There wasn’t a Tim Tam in sight, but this was more chaotic than the time Josh Thomson put his fondant head on a cake chicken’s butt. After 90 minutes of doughy disasters, Bree Tomasel was named Star Baker, and she generously shared her prize money with everyone. In a shocking decision, nobody constructed a CTI poo cave biscuit, so we’ll have to settle for these terrible rankings of the celebrities’ efforts, a metaphorical poo cave of its own making.
6) Cassie Roma (Make a Wish Foundation)
All credit to the kindness warrior for giving the word “snickerdoodle” its moment on prime time television, but her fate was sealed when she chose a treat that required baking three different elements at three different temperatures at three different times in the oven. Peter Gordon called it “a tasty…thing”. What more do you need out of a snicker, or indeed, a doodle?

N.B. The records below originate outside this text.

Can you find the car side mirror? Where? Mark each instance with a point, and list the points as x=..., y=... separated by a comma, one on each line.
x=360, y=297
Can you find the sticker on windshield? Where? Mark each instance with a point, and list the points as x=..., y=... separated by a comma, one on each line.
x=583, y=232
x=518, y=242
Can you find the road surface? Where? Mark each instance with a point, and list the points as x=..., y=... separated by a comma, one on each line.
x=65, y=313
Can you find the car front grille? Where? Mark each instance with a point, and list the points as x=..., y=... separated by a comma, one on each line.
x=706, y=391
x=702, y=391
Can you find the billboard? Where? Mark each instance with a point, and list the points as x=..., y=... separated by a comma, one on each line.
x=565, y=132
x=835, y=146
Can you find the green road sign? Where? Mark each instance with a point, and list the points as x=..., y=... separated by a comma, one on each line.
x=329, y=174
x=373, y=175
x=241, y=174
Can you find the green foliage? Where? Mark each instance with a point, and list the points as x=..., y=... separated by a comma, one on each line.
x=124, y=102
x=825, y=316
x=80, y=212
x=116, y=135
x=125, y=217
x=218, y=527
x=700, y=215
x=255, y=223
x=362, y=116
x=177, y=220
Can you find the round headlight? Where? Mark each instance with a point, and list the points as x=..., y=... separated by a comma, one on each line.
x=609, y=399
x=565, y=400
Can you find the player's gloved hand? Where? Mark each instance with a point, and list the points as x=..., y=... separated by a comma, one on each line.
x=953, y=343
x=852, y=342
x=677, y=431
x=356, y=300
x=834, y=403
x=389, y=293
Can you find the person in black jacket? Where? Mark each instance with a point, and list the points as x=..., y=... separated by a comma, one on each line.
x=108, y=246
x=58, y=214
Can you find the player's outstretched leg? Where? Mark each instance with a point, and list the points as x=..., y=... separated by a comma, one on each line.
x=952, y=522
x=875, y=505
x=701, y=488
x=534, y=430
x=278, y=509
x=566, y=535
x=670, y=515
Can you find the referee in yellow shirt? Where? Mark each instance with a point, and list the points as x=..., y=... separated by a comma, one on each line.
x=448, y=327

5) Courtenay Louise (Voices of Hope)
The Shortland Street star slayed the competition in the technical challenge and did a fine job with this charming island scene, and based on aesthetic alone, probably should have been awarded Star Baker. Unfortunately the judges also considered something called “flavour”, and it seems blue jelly can only take you so far. When will jelly catch a break? Not today, friends.
4) Lana Searle (Pillars)
Riddle me this: would you rather be a biscuit that looked like a pizza, or a pizza that looked like a biscuit? This state of confusion must be how Richie Barnett felt on CTI when Lana bought a pizza after he specifically told her not to, but that’s baking for you, always messing with the mind. With Coco Pops for mince and biscuits from a packet pretending to be salami, the judges’ brains nearly exploded when they ate this true Italian delicacy. It looks like a pizza! It feels like a biscuit! It tastes like a donut! Absolute scenes.
3) Candy Lane (Endometriosis New Zealand)
Candy’s technical bake was a solid effort, even though she reckoned her curdled icing looked like baby puke. But her showstopper put baby puke in the corner, because it captured one of last season’s most memorable moments: the heated argument between Candy and Edna Swart. Is this the most delicious television you’ve ever seen, or just a big cookie with mandarins for boobs? Hang it in Te Papa, stick it in the monolith, biscuits will never be the same again.
2) Bree Tomasel (Endometriosis New Zealand)
The first time Bree Tomasel appeared in the GKBO kitchen, she left in a heavy cloud of gingerbread flavoured regret. This time, the CTI host returned for redemption and ended up winning the whole thing, thanks to her impressive chest of sausage rolls. Bree had a shocker in the kitchen, but she stared defeat in the face and then rolled it in biscuit crumb, proving that a good sausie roll will never let you down.
1) Matt Chisholm (Rural Support Trust)
It will be a surprise to nobody that this was Matt Chisholm’s first time baking, but The Chiz revealed himself as an unlikely culinary visionary. He pushed butter into every nook and cranny and took us on a journey to a world where courage trumps fear and boiled eggs overcome logic. His showstopper wasn’t merely a stunted tower of biscuits smooshed together, it was a work of subliminal art that offered a deep and startling insight into the human condition.
This biscuit monolith reminded us that we are all half-baked soggy bottoms resting perilously on a slippery surface, waiting for our egg to crack. And yet, we persist. That lonely egg? A symbol of hope. The circle of lemon wedges? More like the circle of life. Baking isn’t just about taste; baking is about how it makes you feel. And this, Matt Chisholm? This made me feel GOOD.
The Great Kiwi Bake Off and Celebrity Treasure Island both stream on TVNZ+.